Now, price rises and uncertainty mean there’s little chance of farmers themselves forgetting.


UK businesses are on track to pay four times the electricity price they did in 2020 according to the consultancy Cornwall Insight, and agricultural won’t escape the trend.


Farming is the UK’s eighth-biggest energy consumer by industry sector, using 2.79m tonnes of oil equivalent in 2015. One farm in Essex is threatening to close at a cost of 130 jobs lost without Government support after calculating its natural gas bill would rise from £900,000 to £14.6m, nearly triple its expected sales.


Any farmers unused to frugality will be reviewing their approach and looking for ways to reduce outgoings in the face of big price rises resulting from the supply chain problems that stem from the war in Ukraine.


An ‘Energy Price Guarantee’ announced by the UK Government on 8 September means a typical household will pay up to an average £2,500 a year for the next two years, saving £1,000 or more a year, based on current prices.


On 21 September the Government announced a six-month support package effectively halving energy prices for businesses including farms and rural enterprises, plus charities, schools and public bodies.

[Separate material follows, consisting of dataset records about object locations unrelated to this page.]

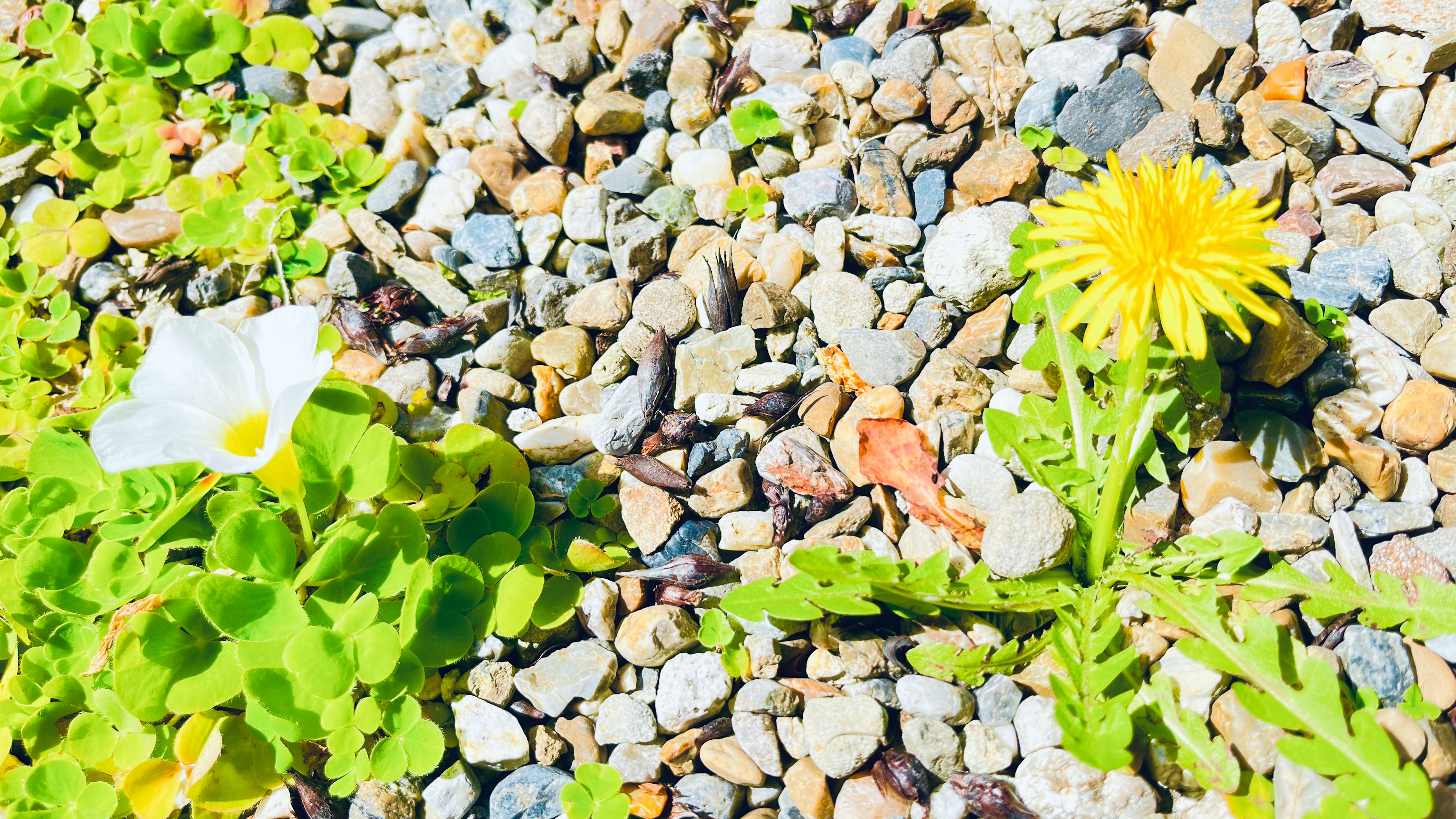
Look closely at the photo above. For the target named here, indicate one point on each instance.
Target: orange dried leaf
(838, 369)
(1286, 81)
(896, 452)
(648, 799)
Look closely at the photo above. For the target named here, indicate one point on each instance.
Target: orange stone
(648, 799)
(1286, 81)
(359, 366)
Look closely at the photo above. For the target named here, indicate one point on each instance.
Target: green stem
(1071, 382)
(1110, 503)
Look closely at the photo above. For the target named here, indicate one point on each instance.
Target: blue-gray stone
(908, 57)
(279, 85)
(819, 193)
(657, 113)
(350, 22)
(212, 288)
(1366, 269)
(1042, 104)
(589, 264)
(692, 538)
(490, 240)
(846, 49)
(883, 276)
(350, 276)
(1324, 290)
(646, 74)
(529, 793)
(102, 280)
(555, 482)
(720, 136)
(398, 187)
(634, 178)
(712, 796)
(443, 88)
(1376, 661)
(546, 301)
(1212, 167)
(1254, 395)
(1104, 117)
(1061, 183)
(731, 444)
(998, 700)
(929, 196)
(1374, 139)
(882, 690)
(1333, 372)
(931, 320)
(452, 259)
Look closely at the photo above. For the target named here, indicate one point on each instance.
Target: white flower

Suppliers will reduce bills in pence per kilowatt hour for qualifying non-domestic customers and be reimbursed by the Government for the reduction in wholesale gas and electricity prices passed on.


Still, there are concerns about both the effectiveness of these measures, considering the strength of the cost of living crisis, and the cost to taxpayers – estimated by the then Business Minister Jacob Rees-Mogg as likely to be in the tens of billions of pounds.


Alternative energy sources such as solar PV and wind as a replacement for fossil fuel-derived electricity are seeing big take-up due to concerns over greenhouse gas emissions plus rising utility prices and potential interruption to supply.


Solar panels work in direct sunlight but also create electricity on cloudy days.


natural light can be converted to electricity on farm buildings to power lighting, cooling and machinery such as milking systems, though care should be taken to ensure sufficient equipment quality to withstand chemical incursion, for example from ammonia on chicken sheds.


Progress in technology has made solar panels cheaper, and any excess power generated can be sold back into the grid, though at limited prices.


That said, perhaps the most effective protection from rising prices is offered by improving the energy efficiency of existing buildings, equipment and processes.


Storing potatoes is among the most energy-intensive activities, and while electricity costs tend to be higher for the fresh market sector, due to refrigeration requirements, than for processing, much can be done to improve operational efficiency from the moment a crop comes into store. Farmers Weekly has a handy guide, suggesting sealing gaps, minimising airflow and considering better equipment.